However, his mobility is improving and his overall numbers this season are respectable. McNabb has a 59.9 completion percentage, 2,044 yards passing, nine touchdowns, four interceptions and a passer rating of 86.3.

"I'm not happy about the way I've played," McNabb said. "I have to do my job better, and everyone else has to, as well."

Teammates rallied around McNabb, offering support and flatly dismissing any need for a switch.

"Everything that goes wrong on this team is not Donovan's fault," running back Brian Westbrook said. "Everything from fumbles to interceptions to sacks, those are not all Donovan's fault, not totally. Because it's a team sport, one man can't make a football team. ... I've seen Donovan do great things, and I know he still has that in him."

Backup QB A.J. Feeley agreed.

"He's getting better," Feeley said. "You make changes where there's problems. If you're going to make a correlation between the quarterback play and the problems, I don't see it. I don't see a need for a change."

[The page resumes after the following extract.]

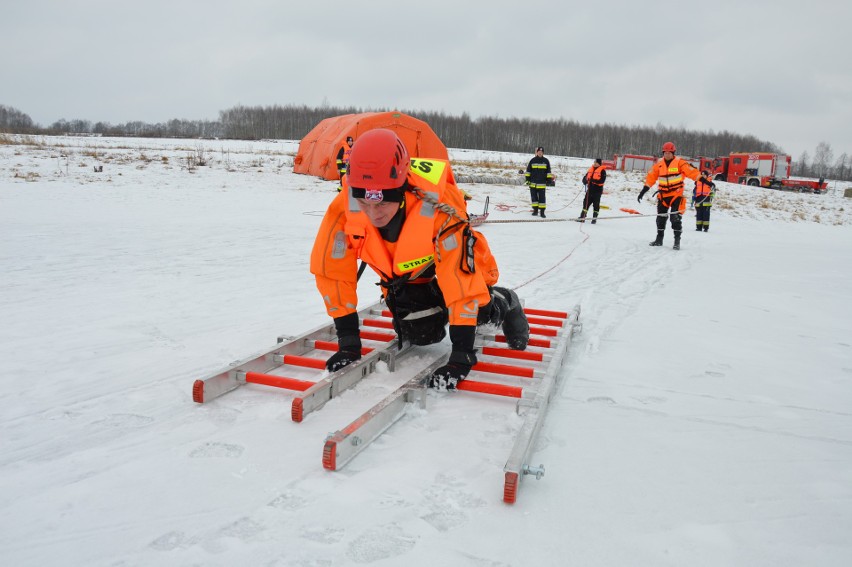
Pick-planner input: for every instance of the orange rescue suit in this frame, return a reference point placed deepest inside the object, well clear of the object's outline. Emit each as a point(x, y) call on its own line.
point(670, 177)
point(346, 235)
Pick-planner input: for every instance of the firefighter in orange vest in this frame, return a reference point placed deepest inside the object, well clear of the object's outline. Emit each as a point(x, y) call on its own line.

The Eagles could use the final eight games to make a decision on McNabb for next season. McNabb is signed through 2013, but he certainly won't be around to collect the $52.4 million he's due to earn in the last four years of his contract.

His base salary next year is $6.3 million and $9.2 million for 2009. If the team feels starting Kolb next year wouldn't be a significant downgrade, McNabb could be used as trade bait. Or McNabb could be let go if the organization decides to rebuild and let Kolb get on-the-job experience.

Despite the speculation, McNabb still thinks he'll end his career in Philadelphia.

"I'm sure you probably won't write that, but I do," he said. "Everyone goes through ups and downs. All quarterbacks do. Brett Favre went through it; other quarterbacks have. This is a situation, if you continue to build, do you start over? It's not my decision, but I expect to be here."